Camera data manager on set — manages media, archives raw footage, and builds reference LUTs for on-set monitoring. Interface between camera and post—not focus puller.
The DIT doesn't sit behind the camera, but next to it — with a laptop, memory cards, and a monitor showing what's being recorded. Their job begins as soon as the camera rolls: they receive the raw digital data, check it for errors, archive it redundantly, and ensure that footage isn't lost. This sounds like IT work, and that's exactly what it is — but with cinematic depth of field.
On set, the DIT has three central functions. Data Management is the first: after each scene, the memory card is brought to the copying station — the DIT copies raw footage to fast SSDs, verifies integrity via checksums, and immediately creates a backup. If a card fails, the footage isn't gone. Color Reference is the second: the DIT creates Look-Up Tables (LUTs) based on the camera's log color space and the DoP's intention. This LUT is applied to their monitor so that the director sees during shooting how the final color grading might look — not the flat camera log image. The third function is Metadata and Documentation: the DIT notes camera settings, lens data, ISO values, frame rates, and embeds this information directly into the digital material. This saves post-production hours of detective work later.
The position requires hybrid expertise: camera understanding (you need to know what RAW, Log, and color spaces mean), solid IT skills (file structure, storage management, network stability), and color literacy (at least the basics of grading to build meaningful LUTs). The DIT is not a second assistant camera — that's a common misconception.
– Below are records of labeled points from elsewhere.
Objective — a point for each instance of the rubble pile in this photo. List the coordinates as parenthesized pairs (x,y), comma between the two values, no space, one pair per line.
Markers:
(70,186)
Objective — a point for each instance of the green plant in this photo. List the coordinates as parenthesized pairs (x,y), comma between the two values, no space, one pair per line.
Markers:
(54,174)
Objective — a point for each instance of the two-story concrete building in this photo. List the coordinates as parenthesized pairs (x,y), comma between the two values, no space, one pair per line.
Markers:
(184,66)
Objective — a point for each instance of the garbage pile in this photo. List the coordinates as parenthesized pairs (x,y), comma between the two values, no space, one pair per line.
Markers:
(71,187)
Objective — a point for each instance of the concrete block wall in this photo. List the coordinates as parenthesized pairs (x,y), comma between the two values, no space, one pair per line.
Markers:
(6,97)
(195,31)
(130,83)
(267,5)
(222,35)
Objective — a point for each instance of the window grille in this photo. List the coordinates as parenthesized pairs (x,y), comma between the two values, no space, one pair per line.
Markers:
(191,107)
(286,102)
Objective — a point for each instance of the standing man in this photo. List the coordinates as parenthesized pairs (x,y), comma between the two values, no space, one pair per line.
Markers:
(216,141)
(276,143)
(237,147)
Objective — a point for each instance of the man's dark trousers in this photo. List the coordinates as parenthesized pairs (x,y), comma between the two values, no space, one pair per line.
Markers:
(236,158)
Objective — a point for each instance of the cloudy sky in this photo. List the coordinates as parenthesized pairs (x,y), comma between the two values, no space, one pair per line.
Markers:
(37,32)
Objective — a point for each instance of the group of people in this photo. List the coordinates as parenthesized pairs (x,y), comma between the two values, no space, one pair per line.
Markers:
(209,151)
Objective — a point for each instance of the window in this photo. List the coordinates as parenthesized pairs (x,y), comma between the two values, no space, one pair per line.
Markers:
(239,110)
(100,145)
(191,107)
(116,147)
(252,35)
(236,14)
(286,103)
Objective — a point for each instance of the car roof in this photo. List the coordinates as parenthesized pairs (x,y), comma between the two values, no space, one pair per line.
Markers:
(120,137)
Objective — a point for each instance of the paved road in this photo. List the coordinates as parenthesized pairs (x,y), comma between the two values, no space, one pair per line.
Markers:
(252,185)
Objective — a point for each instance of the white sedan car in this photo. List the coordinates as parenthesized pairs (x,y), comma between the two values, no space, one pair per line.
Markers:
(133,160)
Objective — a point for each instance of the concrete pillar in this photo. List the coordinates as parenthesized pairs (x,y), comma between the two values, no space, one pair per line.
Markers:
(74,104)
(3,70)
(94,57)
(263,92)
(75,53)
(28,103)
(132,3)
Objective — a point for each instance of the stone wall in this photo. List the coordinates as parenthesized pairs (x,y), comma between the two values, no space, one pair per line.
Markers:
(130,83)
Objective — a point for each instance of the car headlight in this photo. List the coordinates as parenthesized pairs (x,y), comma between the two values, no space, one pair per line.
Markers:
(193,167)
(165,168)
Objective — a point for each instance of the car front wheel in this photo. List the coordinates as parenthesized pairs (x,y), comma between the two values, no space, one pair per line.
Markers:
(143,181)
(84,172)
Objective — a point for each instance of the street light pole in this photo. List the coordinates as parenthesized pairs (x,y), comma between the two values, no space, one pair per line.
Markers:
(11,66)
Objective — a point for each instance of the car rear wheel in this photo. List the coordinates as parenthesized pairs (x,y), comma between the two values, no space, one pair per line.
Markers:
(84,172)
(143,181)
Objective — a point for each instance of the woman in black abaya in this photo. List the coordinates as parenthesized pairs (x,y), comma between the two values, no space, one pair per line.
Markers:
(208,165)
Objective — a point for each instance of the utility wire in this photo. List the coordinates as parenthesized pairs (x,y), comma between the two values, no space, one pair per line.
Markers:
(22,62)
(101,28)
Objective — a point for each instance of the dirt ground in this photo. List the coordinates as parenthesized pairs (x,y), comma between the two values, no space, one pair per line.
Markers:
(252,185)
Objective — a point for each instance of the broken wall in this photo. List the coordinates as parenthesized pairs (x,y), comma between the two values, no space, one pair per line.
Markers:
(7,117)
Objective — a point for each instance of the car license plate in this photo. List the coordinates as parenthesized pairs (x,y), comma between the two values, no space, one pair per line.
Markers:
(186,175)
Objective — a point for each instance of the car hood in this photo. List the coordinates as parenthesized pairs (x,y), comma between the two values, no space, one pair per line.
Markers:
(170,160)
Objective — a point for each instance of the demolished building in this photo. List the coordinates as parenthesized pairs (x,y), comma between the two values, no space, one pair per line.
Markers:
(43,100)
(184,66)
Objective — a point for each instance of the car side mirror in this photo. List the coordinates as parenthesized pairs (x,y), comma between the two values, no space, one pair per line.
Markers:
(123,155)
The focus puller or 1st AC handles focus and optics; the DIT handles the digital nervous system behind it. On larger productions with multiple cameras, there's often one DIT per camera or a DIT team with a lead. On smaller sets, one person can split both roles, but that's chaotic.
In post-production, the DIT is often the interface to the colorist and editor: they deliver organized material with correct metadata, and their LUT provides a consistent color starting point. A good DIT not only saves time but prevents material disasters and documents the creative intent of the shoot for later.